On appeal the cause, after consolidation, was docketed in the names of the petitioners who filed the motion on June 20th, as plaintiffs. All others who had appealed from the decision of the board were named on the docket as defendants. Appellee was not made a party to the proceedings *255either before the board or in the circuit court, had no notice of the appeals, and did not know of the judgment in the circuit court until long after it was rendered.

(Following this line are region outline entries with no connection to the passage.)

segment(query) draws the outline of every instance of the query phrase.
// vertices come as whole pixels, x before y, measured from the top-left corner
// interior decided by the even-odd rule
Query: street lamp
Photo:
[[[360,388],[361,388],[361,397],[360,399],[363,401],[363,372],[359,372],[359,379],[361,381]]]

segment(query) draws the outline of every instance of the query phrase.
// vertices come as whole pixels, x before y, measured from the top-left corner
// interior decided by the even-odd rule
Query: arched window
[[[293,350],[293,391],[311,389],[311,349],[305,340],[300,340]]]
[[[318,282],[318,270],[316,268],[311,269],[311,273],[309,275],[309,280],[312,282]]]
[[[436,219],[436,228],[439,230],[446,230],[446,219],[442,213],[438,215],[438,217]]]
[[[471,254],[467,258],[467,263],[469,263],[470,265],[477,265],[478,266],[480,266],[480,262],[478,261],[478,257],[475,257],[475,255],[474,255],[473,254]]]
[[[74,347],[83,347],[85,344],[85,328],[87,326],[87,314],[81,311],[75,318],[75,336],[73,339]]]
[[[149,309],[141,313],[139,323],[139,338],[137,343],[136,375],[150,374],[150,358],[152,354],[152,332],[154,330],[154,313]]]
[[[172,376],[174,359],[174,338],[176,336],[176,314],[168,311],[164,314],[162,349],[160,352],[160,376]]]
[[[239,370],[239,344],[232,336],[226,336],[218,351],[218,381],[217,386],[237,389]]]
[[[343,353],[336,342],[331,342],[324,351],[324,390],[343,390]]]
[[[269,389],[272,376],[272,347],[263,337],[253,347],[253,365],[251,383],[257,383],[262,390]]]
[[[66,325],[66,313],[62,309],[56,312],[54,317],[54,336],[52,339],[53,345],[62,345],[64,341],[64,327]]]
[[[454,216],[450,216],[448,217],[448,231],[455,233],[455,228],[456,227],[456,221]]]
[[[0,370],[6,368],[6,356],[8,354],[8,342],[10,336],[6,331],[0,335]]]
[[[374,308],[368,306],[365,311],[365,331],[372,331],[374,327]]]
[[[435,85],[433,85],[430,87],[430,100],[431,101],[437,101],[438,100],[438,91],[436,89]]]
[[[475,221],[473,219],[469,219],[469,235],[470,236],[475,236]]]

On appeal the parties refiled all pleas, exceptions, motions and remonstrances filed before the board. The court on appeal, upon proper request, found the facts specially and stated conclusions of law thereon. After setting forth the steps taken before the board, the court found that summons had been duly issued and served on all parties assessed who had not appealed for more than ten days before the term; that the viewers had reported 14,492 acres as benefited and liable to assessment; that the parties who had filed their notice of withdrawal from the petition before any steps were taken owned 1,787 acres; that, not counting them as petitioners, the petition at the time the report of the viewers was acted upon by the board contained the names of the owners of only 6,382 acres and against the petition were the owners of 8,110; that the viewers and engineer did not pursue a uniform line, plan or system in making their view of the lands affected by the improvement, but, for the purpose of reducing the assessable limits to such a number of acres as' would enable persons favorable to the improvement to make a majority out of their own» lands, intentionally omitted from their report lands owned by remonstrants, although those lands were equally benefited and liable to assessment and much nearer the line of the road than lands of others reported as benefited. As conclusions of law the court stated that the names of the parties who gave notice of withdrawal from the petition could not legally be counted in favor of the improvement; that the petition, when the report of the viewers was acted on by the board, did not contain the names of a majority of resident landowners nor of the owners of a majority of acres reported as benefited; and that the assessments against the lands of each party to the appeals should be set aside and held for naught. On. September 15, 1891, the court rendered judgment canceling the assessments of the *256parties and enjoining the auditor and treasurer from attempting to collect them. This judgment was in full force at the time the present suit was begun. The auditor anddreasurer were not made parties to the road proceedings on appeal.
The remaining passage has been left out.